Когда чуть позже я спустился в гостиную, Амринг, Эк и Атт по-прежнему сидели там, занятые беседой.
— Эттера хочет поговорить с вами, — обратилась ко мне с кривой улыбкой накрывающая
На кухне Эттера взглянула на меня с такой явной неприязнью, что мне стало не по себе.
— Дон заходил и хотел вас видеть, — сказала она сухо, презрительно и с укором кривя губы, — но я ни за что на свете не решилась бы побеспокоить вас с Наттаной. Поэтому мне пришлось соврать и сказать, что вы ушли прогуляться. Он ходил на ту сторону перевала и был близко от того их селения… в большой опасности. Ему показалось, что готовится набег. Он хочет выставить дозорных завтра же и просит, чтобы вы собрались пораньше. Я сказала, что вы будете готовы. Правильно я поступила?
— Разумеется.
— Я подумала: а вдруг вы не захотите уезжать?
— Все правильно. Спасибо, Эттера.
Мы обменялись сердитыми взглядами, в глубине которых, однако, таилась признательность.
После ужина я с братьями и Амрингом перешел в гостиную, но был не в состоянии воспринять ни слова из их разговора. Немного погодя, с отчаянно бьющимся сердцем, я вернулся в столовую. Наттана появилась не сразу, неся стопку вымытых тарелок. Она ласково улыбнулась, и я приободрился. Подождав, пока она поставит тарелки, я подошел и взял ее за руку.
— Пойдемте! — сказал я, но умолк, не в силах продолжать. Наттана попыталась отнять руку.
— Куда? Что это значит?
— Поженимся, как это принято у вас: пойдем и все скажем.
Рука девушки обмякла, и я уже думал было, что победил, но вдруг она резким движением освободилась:
— Так, значит, вы решили застать меня врасплох! Ах, Джонланг!
Она стиснула руки, и лицо у нее стало как у готового заплакать ребенка. Слезы появились на глазах…
— Простите, — сказал я.
Резко повернувшись, она бросилась наверх. Я слышал быстрый стук ее сандалий на ступенях, потом громко хлопнула дверь.
Оставалось лишь вернуться в гостиную. Войдя, я улыбнулся и сел в углу у очага, моля только об одном — чтобы никто не обращал на меня внимания… Последняя попытка оказалась неудачной. Больше не стоит и пробовать. Но у меня хватит мужества перенести отказ, взглянуть правде в глаза. Наттана еще вполне могла выйти за другого. И к этому я тоже должен быть готов.

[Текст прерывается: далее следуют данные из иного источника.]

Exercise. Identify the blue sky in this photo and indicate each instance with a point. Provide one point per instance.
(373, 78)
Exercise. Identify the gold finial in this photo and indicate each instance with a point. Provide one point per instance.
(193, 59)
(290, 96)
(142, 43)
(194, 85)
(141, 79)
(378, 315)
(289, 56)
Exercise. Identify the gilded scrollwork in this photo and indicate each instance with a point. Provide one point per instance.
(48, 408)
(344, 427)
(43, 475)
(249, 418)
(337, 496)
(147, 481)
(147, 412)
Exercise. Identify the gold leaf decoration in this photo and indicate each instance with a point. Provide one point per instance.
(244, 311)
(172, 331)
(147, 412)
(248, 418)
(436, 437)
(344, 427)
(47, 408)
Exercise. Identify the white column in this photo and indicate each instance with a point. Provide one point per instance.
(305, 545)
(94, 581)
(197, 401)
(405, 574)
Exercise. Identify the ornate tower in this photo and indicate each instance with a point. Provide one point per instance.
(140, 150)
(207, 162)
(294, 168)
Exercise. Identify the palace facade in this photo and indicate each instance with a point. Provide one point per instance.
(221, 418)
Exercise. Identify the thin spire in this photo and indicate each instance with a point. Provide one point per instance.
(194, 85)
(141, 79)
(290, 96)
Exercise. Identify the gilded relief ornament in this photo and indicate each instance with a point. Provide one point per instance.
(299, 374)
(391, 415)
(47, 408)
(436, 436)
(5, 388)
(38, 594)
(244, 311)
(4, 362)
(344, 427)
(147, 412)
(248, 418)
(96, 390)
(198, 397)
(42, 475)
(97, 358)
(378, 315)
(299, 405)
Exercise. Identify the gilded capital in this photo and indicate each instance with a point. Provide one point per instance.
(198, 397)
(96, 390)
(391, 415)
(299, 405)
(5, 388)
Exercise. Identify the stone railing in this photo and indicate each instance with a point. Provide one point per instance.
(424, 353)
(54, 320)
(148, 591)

Амринг стал расспрашивать о наблюдении за ущельем. Я подробно рассказал о нашей вылазке, которую было приятно вспоминать, сознавая, какой опасности мы все подвергались и что вел нас сам Дон.
Прошел час. То, как Эк, Атт и подошедшая позже Эттера отзывались о Доне и его дозорных, скупо, но по достоинству оценивая их, не могло не воодушевлять.

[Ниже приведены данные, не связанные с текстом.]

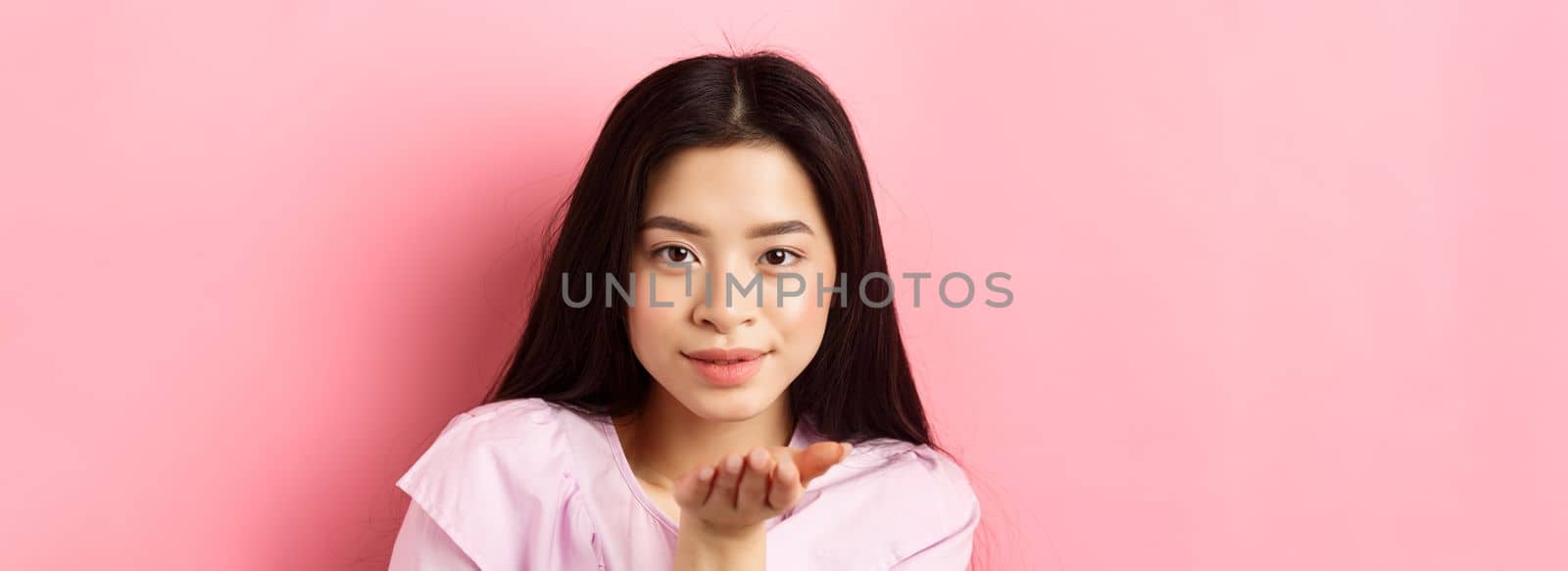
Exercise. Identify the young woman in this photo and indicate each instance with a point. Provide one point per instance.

— Наттана зовет вас, — сказал старший из братьев, который тогда, казалось, был больше других расположен ко мне. Я так увлекся, что даже не услышал голоса девушки.
Она ждала меня на верху лестницы, свет обрисовывал юный, очаровательный, любимый профиль.
— Пришлось кричать, чтобы вас дозваться, — сказала она, — не могла же я идти вниз заплаканная… С нами такого не должно быть.